Penn State Health Children’s Hospital expands to 24/7 emergency department coverage
Pediatric nurses and a dedicated attending physician will staff the pediatric emergency department at Penn State Health Children’s Hospital 24 hours a day, seven days a week, beginning Thursday, July 1.
Currently, pediatric nurses staff the department 24 hours a day. The general emergency medicine physician covers both adult and pediatric patients between 2 a.m. and 6 a.m.
“We want our patients to receive the same level of expert pediatric care no matter when they visit the emergency department,” said Dr. Kathryn McCans, chief of the Division of Pediatric Emergency Medicine and an attending emergency medicine physician at the Children’s Hospital. “The health system has fully supported making this a 24/7 emergency department, to be there whenever a child needs us.”
Penn State Health Children’s Hospital is the only Level 1 pediatric trauma center in south central Pennsylvania and offers the region’s only emergency department that specializes in care for pediatric patients.
“We’re a pediatric trauma center and a pediatric surgical verified center.
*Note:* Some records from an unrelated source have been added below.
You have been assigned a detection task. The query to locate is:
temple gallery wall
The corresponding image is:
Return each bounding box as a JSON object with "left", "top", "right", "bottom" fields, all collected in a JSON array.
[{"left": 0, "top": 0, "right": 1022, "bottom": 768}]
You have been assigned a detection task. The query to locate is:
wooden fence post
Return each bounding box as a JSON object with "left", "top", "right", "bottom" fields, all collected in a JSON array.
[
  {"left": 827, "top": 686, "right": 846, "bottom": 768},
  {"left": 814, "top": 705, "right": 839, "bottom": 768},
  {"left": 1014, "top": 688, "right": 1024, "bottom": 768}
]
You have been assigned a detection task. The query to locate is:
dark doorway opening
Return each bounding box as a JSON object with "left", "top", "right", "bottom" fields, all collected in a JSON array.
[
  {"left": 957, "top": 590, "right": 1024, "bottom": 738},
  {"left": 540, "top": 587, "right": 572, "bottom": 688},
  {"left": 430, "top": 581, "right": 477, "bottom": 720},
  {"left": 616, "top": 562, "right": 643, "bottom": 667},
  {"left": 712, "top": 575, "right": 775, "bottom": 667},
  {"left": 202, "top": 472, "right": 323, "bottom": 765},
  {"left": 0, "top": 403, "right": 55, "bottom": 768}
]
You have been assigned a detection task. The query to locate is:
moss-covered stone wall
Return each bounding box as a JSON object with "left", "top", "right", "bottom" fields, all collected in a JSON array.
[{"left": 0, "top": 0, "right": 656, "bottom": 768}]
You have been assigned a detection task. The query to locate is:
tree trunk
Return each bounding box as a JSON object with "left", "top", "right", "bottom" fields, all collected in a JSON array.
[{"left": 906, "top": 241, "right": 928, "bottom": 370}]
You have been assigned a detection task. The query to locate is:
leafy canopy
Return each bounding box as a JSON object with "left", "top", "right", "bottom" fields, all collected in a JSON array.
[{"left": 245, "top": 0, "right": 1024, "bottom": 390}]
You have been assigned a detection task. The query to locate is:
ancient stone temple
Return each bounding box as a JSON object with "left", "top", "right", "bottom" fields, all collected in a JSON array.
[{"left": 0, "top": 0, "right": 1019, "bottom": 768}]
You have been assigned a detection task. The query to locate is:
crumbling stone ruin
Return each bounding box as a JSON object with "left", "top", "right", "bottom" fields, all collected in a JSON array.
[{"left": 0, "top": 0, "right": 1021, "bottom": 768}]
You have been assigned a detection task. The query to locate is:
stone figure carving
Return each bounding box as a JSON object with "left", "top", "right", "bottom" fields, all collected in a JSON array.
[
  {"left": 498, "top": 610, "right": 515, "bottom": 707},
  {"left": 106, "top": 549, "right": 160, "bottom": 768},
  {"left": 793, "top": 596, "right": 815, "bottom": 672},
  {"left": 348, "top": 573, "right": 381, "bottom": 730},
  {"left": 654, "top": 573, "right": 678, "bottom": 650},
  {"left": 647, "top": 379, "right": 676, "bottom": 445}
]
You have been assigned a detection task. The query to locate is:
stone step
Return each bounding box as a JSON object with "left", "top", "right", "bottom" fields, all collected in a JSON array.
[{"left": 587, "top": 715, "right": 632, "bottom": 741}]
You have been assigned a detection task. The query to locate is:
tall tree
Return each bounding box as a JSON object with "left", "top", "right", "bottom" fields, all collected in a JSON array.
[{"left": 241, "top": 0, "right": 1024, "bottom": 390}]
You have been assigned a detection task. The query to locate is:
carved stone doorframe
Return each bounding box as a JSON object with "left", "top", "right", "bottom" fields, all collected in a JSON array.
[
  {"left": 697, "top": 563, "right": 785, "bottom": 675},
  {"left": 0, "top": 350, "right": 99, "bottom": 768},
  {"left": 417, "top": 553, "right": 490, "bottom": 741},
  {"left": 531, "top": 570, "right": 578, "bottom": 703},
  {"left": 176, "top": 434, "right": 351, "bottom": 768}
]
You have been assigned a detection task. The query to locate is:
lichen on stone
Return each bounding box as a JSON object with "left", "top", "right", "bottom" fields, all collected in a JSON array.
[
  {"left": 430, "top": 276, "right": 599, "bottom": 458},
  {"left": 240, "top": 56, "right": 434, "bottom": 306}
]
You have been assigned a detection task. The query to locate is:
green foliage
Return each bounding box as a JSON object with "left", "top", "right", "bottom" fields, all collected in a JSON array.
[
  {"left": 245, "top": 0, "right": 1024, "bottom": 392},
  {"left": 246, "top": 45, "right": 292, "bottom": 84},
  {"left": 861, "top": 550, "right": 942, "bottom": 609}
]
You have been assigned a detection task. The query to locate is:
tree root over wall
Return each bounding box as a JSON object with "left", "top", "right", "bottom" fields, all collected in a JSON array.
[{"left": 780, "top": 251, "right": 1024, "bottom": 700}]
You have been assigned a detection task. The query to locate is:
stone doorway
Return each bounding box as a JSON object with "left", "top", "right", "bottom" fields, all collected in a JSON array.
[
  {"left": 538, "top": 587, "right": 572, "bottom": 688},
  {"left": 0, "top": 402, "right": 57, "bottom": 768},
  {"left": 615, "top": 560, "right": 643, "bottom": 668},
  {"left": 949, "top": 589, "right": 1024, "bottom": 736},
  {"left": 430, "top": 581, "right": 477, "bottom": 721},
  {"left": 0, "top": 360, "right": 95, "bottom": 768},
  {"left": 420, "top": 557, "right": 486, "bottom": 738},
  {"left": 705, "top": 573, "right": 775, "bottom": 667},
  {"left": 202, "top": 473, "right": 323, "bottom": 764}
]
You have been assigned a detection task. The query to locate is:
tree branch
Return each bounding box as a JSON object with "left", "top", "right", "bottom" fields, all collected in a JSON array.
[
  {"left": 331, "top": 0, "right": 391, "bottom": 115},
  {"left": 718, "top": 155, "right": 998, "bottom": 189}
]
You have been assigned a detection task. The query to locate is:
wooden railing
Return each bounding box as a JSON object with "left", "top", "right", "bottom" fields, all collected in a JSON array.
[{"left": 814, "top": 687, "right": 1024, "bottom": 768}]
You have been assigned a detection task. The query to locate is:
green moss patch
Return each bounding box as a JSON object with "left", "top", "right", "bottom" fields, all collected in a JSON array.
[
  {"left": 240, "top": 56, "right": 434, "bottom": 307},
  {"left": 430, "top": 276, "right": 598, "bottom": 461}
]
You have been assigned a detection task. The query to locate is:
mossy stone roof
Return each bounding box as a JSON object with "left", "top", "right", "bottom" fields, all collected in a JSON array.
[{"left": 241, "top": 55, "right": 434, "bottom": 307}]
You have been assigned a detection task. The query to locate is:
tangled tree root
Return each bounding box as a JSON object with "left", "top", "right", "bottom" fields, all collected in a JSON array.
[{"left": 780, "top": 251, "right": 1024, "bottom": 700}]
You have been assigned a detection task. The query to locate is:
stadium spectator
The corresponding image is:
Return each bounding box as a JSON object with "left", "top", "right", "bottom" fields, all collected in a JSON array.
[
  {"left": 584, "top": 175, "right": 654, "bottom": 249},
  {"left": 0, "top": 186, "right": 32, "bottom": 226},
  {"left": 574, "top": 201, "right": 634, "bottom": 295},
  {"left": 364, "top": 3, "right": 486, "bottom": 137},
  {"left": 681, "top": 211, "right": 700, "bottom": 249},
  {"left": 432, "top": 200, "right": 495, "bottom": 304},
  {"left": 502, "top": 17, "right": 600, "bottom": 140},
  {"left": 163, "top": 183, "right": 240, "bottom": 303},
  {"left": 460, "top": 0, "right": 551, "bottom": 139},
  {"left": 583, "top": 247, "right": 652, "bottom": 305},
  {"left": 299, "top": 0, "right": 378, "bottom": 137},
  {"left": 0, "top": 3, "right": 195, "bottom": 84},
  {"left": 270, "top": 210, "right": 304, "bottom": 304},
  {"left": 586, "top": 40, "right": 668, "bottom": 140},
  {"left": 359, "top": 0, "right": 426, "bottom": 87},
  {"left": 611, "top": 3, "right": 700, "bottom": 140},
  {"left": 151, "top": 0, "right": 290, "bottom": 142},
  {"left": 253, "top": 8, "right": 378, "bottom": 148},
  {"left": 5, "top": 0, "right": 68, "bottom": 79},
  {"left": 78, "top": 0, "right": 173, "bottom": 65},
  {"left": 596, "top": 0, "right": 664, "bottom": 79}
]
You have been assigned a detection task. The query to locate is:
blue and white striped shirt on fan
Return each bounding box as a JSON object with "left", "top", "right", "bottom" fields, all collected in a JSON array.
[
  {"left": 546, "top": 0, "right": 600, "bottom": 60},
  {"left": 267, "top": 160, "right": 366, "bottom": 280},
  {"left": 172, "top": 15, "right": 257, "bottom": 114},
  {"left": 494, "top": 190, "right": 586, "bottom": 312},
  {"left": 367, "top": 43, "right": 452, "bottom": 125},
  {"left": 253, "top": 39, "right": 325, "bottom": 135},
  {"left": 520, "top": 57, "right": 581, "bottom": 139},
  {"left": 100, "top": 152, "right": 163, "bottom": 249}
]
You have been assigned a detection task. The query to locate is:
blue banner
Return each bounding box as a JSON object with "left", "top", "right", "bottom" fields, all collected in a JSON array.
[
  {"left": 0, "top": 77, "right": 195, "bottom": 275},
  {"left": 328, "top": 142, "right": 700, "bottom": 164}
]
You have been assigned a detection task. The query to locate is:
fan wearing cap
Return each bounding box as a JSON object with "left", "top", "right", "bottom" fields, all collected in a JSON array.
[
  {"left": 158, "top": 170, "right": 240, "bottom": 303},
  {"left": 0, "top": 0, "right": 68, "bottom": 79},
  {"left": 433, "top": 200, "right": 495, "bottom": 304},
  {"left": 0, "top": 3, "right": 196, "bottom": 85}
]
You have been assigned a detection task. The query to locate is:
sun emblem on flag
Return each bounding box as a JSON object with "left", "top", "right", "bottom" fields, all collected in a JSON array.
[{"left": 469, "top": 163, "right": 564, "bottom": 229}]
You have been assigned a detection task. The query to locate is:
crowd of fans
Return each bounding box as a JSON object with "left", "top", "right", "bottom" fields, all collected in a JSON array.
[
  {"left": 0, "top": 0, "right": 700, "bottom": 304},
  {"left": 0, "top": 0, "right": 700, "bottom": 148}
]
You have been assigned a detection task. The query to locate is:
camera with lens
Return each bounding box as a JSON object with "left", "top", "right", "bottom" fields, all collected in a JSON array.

We have a congenital heart program. We have a great neurology program. By having our emergency department open 24 hours a day, seven days a week, we’re not only supporting our patients, we’re also supporting our programs that take expert care of them,” McCans said.
Jennifer Lau, nurse manager for the pediatric emergency department, has worked at Penn State Health Milton S. Hershey Medical Center for the past two decades and is excited to see the move to fully 24 hours of dedicated pediatric emergency medicine coverage.
“We’ve been purposefully moving to 24-hour a day coverage for several years for the benefit of all of our patients,” Lau said. “Our exam rooms are designed to be calming for children. We have Child Life and music therapy to help reduce and manage their stress. And our providers are specially trained in how to engage children on their developmental level.”
That training is critically important in an emergency department setting, McCans said, explaining that young children may not have the verbal skills to tell providers what they’re feeling.
“That can be especially problematic in mixed emergency departments, where both adult and pediatric patients are seen,” McCans said. “Children tend to have more resilience, even if they have the same medical problem as an adult. Children can get lost in the mix when the attending physician is being distracted by all the other, more obvious medical issues presented by adults.”